Department of Cardiovascular Medicine, Kettering Health, Kettering, Ohio.
Boonshoft School of Medicine, Wright State University, Dayton, Ohio.
Tex Heart Inst J. 2024 Nov 22;51(2):e238304. doi: 10.14503/THIJ-23-8304. eCollection 2024 Jul-Dec.
Valve-in-valve (ViV) transcatheter aortic valve implantation (TAVI) is quickly becoming a routine and effective means by which to treat degenerated bioprosthetic valves. A known complication of ViV-TAVI is patient-prosthesis mismatch, which substantially affects survival. Bioprosthetic valve fracture is a method by which to reduce the risk of patient-prosthesis mismatch and post-ViV-TAVI transvalvular gradients. This study sought to determine the safety and efficacy of post-ViV-TAVI bioprosthetic valve fracture.
Patients with a history of surgical aortic valve replacement undergoing ViV-TAVI bioprosthetic valve fracture (N = 25) at the corresponding institution from 2015 to 2022 were cataloged for a retrospective analysis. The implanted transcatheter valves were Medtronic Evolut R, Evolut PRO, and Evolut PRO+. Gradients were assessed before and after implantation and after fracturing using transthoracic echocardiogram.
The mean left ventricular ejection fraction of patients who underwent fracturing was 55.04%. The average (SD) peak and mean (SD) transvalvular gradients before the intervention were 68.17 (19.09) mm Hg and 38.98 (14.37) mm Hg, respectively. After ViV-TAVI, the same gradients were reduced to 27.25 (12.27) mm Hg and 15.63 (6.47) mm Hg, respectively. After bioprosthetic valve fracture, the gradients further decreased to 17.59 (7.93) mm Hg and 8.860 (3.334) mm Hg, respectively.

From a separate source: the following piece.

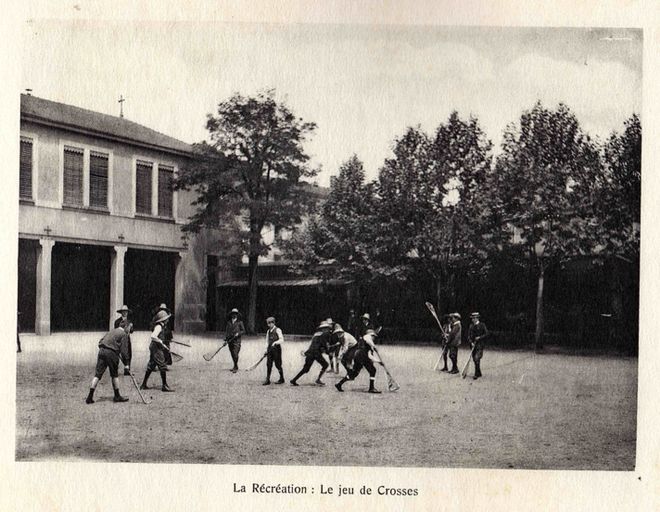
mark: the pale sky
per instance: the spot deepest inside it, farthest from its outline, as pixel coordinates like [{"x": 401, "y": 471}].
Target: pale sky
[{"x": 363, "y": 85}]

The average reduction in peak gradient associated with fracturing was 12.07 mm Hg (95% CI, 5.73-18.41 mm Hg; = .001). The average reduction in mean gradient associated with valve fracturing was 6.97 mm Hg (95% CI, 3.99-9.74 mm Hg; < .001).

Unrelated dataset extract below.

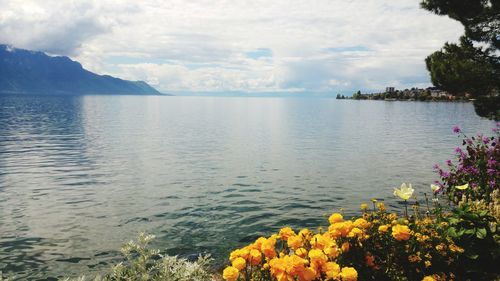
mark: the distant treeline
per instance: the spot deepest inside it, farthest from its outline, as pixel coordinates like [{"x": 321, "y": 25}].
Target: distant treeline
[{"x": 415, "y": 94}]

Bioprosthetic valve fracture is a viable option for reducing residual transvalvular gradients after ViV-TAVI and should be considered in patients with elevated gradients (>20 mm Hg) or with concern for patient-prosthesis mismatch in patients who have an unacceptable risk for a redo sternotomy and surgical aortic valve replacement.
经导管主动脉瓣置换术(TAVI)中的经瓣中瓣(ViV)技术正迅速成为治疗退行性生物瓣的常规有效手段。ViV-TAVI 的一个已知并发症是患者-瓣叶不匹配,这极大地影响了生存率。生物瓣叶骨折是降低患者-瓣叶不匹配和 ViV-TAVI 后跨瓣梯度风险的一种方法。本研究旨在确定 ViV-TAVI 后生物瓣叶骨折的安全性和有效性。

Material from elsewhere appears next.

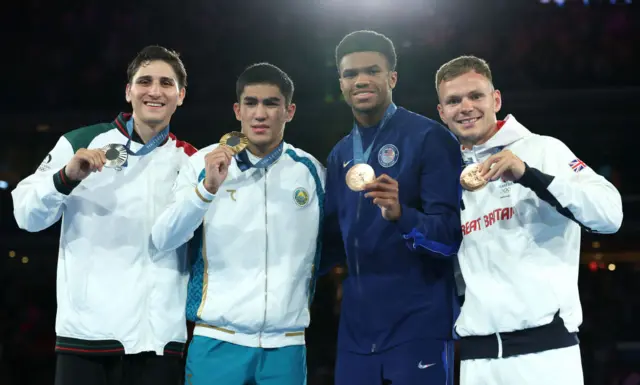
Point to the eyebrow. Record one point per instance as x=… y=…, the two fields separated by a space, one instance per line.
x=373 y=67
x=162 y=78
x=470 y=93
x=253 y=99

对 2015 年至 2022 年在相应机构接受 ViV-TAVI 生物瓣叶骨折(N=25)的既往接受过主动脉瓣置换术的患者进行回顾性分析。植入的经导管瓣膜为美敦力 Evolut R、Evolut PRO 和 Evolut PRO+。使用经胸超声心动图在植入前、植入后和骨折后评估梯度。
接受骨折术的患者的左心室射血分数平均为 55.04%。干预前,峰值和平均跨瓣梯度分别为 68.17(19.09)mmHg 和 38.98(14.37)mmHg。ViV-TAVI 后,同一梯度分别降低至 27.25(12.27)mmHg 和 15.63(6.47)mmHg。生物瓣叶骨折后,梯度进一步降低至 17.59(7.93)mmHg 和 8.860(3.334)mmHg。与骨折相关的峰值梯度平均降低 12.07 mmHg(95%CI,5.73-18.41 mmHg;P=.001)。与瓣膜骨折相关的平均梯度平均降低 6.97 mmHg(95%CI,3.99-9.74 mmHg;P<.001)。
生物瓣叶骨折是降低 ViV-TAVI 后残余跨瓣梯度的可行选择,对于跨瓣梯度升高(>20mmHg)或对于再次开胸和外科主动脉瓣置换术风险不可接受的患者,存在患者-瓣叶不匹配的患者,应考虑进行生物瓣叶骨折。